Shortly after being sworn in as chairman last October, a decade after the terrorist attacks of Sept. 11, 2001, General Dempsey said the military was confronting “a strategic inflection point, where the institution fundamentally re-examines itself.” The seminar project he started fits his goal: to try to build the right military force for five years from now — and not be driven by the budget cycle into a series of year-by-year decisions.
The overarching question is whether the Pentagon’s war plans need to be rewritten to take into account how the military has been affected by a decade of fighting in Iraq and Afghanistan, and now by orders to shrink to fit mandated budget cuts. While the list of potential adversaries and the rising threats remain classified, the assessments from the sessions already are reshaping military planning. Initial findings have been presented to President Obama by General Dempsey, officials said.
One realization is that under any situation in which the United States is in an armed conflict within five years, American territory most likely would be attacked as part of an adversary’s actions, regardless of where the major fighting was focused overseas. That attack might be direct, by missile, or more asymmetrical, as in terrorism or via a computer-network cyberattack.

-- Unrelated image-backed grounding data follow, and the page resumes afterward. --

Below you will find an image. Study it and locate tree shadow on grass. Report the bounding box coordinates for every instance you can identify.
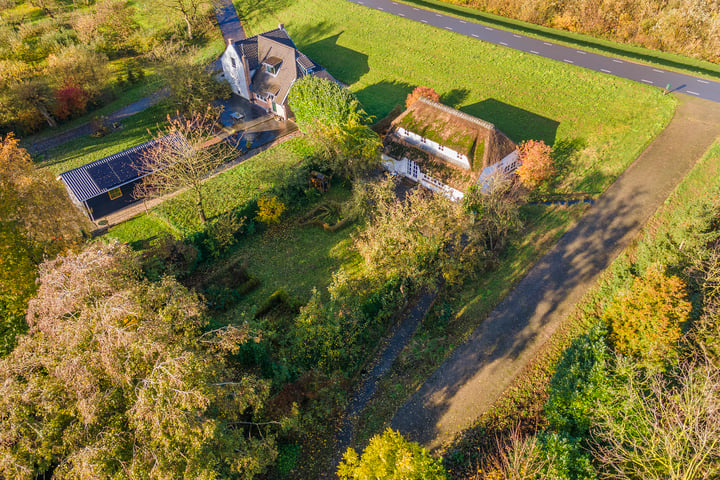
[354,80,414,120]
[440,88,471,109]
[461,98,560,145]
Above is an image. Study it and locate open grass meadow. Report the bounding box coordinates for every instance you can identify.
[240,0,676,195]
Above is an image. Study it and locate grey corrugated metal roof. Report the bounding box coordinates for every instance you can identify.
[59,136,183,203]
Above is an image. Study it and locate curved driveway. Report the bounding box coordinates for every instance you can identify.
[348,0,720,103]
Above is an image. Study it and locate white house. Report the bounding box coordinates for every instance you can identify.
[382,97,519,200]
[220,24,335,121]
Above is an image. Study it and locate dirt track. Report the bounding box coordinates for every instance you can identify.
[389,94,720,449]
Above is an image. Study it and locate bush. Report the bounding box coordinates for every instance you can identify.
[516,140,554,190]
[545,324,611,438]
[141,235,199,281]
[338,428,447,480]
[405,85,440,108]
[255,196,285,225]
[604,264,691,361]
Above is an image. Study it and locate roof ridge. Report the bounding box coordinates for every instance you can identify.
[416,96,497,131]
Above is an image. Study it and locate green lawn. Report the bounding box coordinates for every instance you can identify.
[36,102,173,176]
[106,138,314,243]
[395,0,720,81]
[242,0,675,195]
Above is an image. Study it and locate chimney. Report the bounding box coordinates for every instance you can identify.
[227,38,232,46]
[278,23,285,30]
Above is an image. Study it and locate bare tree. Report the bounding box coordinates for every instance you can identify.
[476,426,555,480]
[135,108,240,224]
[155,0,213,40]
[591,358,720,480]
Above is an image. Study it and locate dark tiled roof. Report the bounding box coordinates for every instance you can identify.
[59,135,186,203]
[296,54,317,72]
[231,26,335,104]
[232,28,294,71]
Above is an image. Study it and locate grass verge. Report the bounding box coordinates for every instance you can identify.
[395,0,720,81]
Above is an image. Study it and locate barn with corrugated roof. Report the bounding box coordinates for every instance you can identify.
[58,136,177,221]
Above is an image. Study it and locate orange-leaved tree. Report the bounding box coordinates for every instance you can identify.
[405,86,440,108]
[516,139,554,189]
[603,264,691,361]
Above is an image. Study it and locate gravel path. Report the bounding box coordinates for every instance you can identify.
[28,89,169,155]
[390,94,720,450]
[326,290,439,475]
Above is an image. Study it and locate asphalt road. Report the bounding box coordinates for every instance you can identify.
[348,0,720,103]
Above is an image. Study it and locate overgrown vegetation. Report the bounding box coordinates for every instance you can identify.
[443,142,720,479]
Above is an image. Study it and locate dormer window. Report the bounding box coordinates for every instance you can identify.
[231,57,236,68]
[263,56,283,76]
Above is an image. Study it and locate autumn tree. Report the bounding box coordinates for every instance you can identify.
[135,108,238,224]
[603,264,691,361]
[0,133,89,354]
[150,41,231,113]
[354,177,487,289]
[153,0,214,40]
[338,428,447,480]
[0,241,283,479]
[47,45,111,101]
[516,139,554,189]
[463,173,526,252]
[405,85,440,108]
[10,77,57,127]
[288,75,380,179]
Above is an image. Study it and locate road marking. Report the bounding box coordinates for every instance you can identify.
[576,50,587,54]
[436,13,442,16]
[472,33,479,38]
[563,59,574,64]
[613,59,623,63]
[513,34,521,38]
[530,50,539,54]
[413,7,419,10]
[687,90,700,96]
[653,69,664,73]
[378,6,384,10]
[446,26,454,30]
[460,20,466,24]
[485,26,493,30]
[543,42,552,46]
[641,79,653,84]
[398,13,405,16]
[499,42,508,46]
[421,19,427,23]
[601,68,612,73]
[698,79,710,84]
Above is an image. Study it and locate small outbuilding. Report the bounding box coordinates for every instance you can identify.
[58,136,184,221]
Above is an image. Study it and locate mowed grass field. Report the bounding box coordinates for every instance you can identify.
[241,0,675,194]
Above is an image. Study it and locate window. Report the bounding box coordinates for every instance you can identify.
[231,57,236,68]
[108,187,122,200]
[265,64,278,75]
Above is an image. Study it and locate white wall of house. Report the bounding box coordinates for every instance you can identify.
[221,46,252,99]
[477,150,520,192]
[381,154,465,202]
[395,128,471,170]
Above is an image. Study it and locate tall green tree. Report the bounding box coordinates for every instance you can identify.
[0,241,283,479]
[288,75,380,179]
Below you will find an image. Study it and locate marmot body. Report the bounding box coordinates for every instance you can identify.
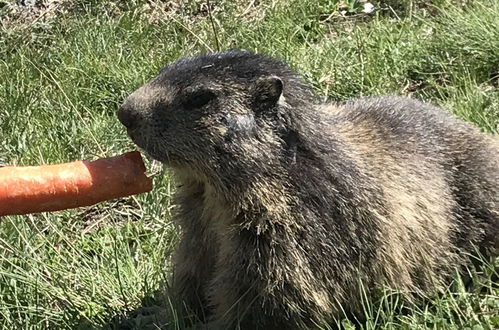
[118,49,499,329]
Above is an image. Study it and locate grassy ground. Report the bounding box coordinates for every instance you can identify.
[0,0,498,329]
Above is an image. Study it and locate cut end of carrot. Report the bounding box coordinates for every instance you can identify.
[0,151,153,216]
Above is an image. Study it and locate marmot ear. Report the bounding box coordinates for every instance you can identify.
[253,76,283,113]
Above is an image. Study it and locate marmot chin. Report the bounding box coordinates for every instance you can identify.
[118,49,499,329]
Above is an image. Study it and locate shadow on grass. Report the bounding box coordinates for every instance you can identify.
[107,288,202,330]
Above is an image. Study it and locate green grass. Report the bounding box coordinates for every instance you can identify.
[0,0,498,329]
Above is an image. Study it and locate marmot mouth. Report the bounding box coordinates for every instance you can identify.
[126,128,140,145]
[126,129,150,155]
[128,133,172,165]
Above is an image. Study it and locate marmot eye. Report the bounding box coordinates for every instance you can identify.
[182,90,217,109]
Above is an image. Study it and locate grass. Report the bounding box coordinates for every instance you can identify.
[0,0,498,328]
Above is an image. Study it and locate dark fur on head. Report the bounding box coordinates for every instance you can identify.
[119,49,499,329]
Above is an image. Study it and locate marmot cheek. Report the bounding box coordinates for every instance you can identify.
[214,125,228,136]
[223,113,256,138]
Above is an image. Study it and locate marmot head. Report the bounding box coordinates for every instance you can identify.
[118,49,315,179]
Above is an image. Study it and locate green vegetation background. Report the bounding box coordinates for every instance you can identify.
[0,0,497,329]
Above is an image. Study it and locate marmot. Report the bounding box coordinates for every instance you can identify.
[118,49,499,329]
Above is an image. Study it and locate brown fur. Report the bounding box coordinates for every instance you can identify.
[118,49,499,329]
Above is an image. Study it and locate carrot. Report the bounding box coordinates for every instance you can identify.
[0,151,153,216]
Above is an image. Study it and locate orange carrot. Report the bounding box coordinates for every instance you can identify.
[0,151,153,216]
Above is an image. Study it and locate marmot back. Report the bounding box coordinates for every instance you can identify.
[118,49,499,329]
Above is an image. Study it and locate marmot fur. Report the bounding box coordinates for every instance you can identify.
[118,49,499,329]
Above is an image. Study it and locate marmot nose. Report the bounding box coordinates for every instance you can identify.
[118,104,139,130]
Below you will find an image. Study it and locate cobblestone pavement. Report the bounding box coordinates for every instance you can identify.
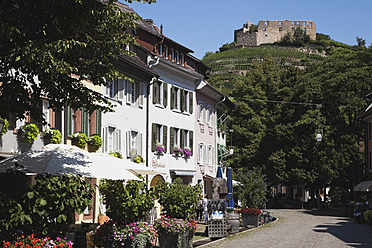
[203,209,372,248]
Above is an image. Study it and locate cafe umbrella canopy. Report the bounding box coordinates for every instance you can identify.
[0,144,142,180]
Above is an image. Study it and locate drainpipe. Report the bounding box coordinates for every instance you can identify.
[146,56,160,169]
[214,96,226,165]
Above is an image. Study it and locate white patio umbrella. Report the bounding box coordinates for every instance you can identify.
[0,144,141,180]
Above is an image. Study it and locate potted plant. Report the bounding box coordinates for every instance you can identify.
[88,135,102,152]
[155,178,201,248]
[173,145,183,156]
[43,129,62,144]
[183,147,192,157]
[155,142,165,155]
[109,151,123,159]
[94,220,157,248]
[0,116,9,137]
[238,208,262,227]
[134,155,145,163]
[19,123,39,143]
[70,132,88,149]
[154,217,197,248]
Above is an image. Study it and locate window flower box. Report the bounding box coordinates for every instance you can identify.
[155,142,165,155]
[173,145,183,156]
[183,147,192,157]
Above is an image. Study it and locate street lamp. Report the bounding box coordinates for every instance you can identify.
[315,129,323,142]
[0,118,5,135]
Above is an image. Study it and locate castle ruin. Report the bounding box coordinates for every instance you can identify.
[234,20,316,47]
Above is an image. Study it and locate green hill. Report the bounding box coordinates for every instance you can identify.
[202,46,324,76]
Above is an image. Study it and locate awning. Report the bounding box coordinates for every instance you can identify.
[170,169,196,177]
[354,180,372,192]
[127,168,165,177]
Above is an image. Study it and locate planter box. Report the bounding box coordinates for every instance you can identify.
[242,213,260,227]
[158,230,193,248]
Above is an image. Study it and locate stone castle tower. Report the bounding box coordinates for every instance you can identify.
[234,20,316,47]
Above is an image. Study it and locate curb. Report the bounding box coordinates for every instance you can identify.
[193,216,279,247]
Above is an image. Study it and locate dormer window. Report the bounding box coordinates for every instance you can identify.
[164,45,168,59]
[176,51,179,64]
[180,53,184,66]
[159,44,163,56]
[171,49,174,61]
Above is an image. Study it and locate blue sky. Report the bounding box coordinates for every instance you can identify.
[128,0,372,59]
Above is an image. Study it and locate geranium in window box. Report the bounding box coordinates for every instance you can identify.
[155,142,165,155]
[183,147,192,157]
[173,145,183,156]
[88,134,102,152]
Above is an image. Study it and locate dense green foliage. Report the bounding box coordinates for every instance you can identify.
[43,129,62,144]
[0,171,93,239]
[99,179,156,223]
[0,117,9,136]
[234,168,268,208]
[19,124,39,143]
[156,178,201,220]
[209,43,372,203]
[88,135,102,152]
[0,0,155,123]
[71,132,88,149]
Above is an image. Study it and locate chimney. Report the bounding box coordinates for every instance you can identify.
[160,24,163,35]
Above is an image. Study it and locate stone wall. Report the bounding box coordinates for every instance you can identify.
[234,20,316,47]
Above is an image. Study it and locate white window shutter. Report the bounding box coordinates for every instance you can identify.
[139,83,144,108]
[126,80,132,105]
[118,129,122,152]
[118,79,124,100]
[197,143,201,164]
[126,131,130,158]
[137,133,142,155]
[104,127,108,153]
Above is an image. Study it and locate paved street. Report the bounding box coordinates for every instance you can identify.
[203,209,372,248]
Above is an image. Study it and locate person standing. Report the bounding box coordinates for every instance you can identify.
[203,194,208,224]
[197,198,203,222]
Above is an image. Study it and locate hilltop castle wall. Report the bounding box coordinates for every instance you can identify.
[234,20,316,47]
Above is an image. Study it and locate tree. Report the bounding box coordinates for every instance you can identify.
[0,0,155,123]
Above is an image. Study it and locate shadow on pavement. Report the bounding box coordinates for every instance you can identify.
[313,220,372,248]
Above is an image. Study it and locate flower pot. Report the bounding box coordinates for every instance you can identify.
[124,234,153,248]
[227,212,240,233]
[158,230,193,248]
[242,213,260,227]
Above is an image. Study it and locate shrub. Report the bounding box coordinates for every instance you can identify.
[0,171,94,239]
[156,178,201,220]
[235,167,268,209]
[99,179,156,223]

“In the future, our homeland will not be the sanctuary it has been,” General Dempsey told a recent military conference, during which he pulled back the curtain — a bit — on the strategic seminar project.
As a result of that seminar, General Dempsey said, the military’s Northern Command, responsible for defending United States territory, has begun work with the Department of Homeland Security, the F.B.I. and other domestic agencies to assess how potential demands for military forces overseas might affect security at home, and how any shortfalls could be resolved.
Another lesson from the seminars is that the Pentagon might have to organize and deploy forces in a different way than war plans now dictate if there is another major conflict overseas and simultaneously a significant attack at home, or the need to manage a catastrophic, domestic natural disaster.
“We assumed a conflict someplace, and we flowed the forces required to that conflict,” General Dempsey said.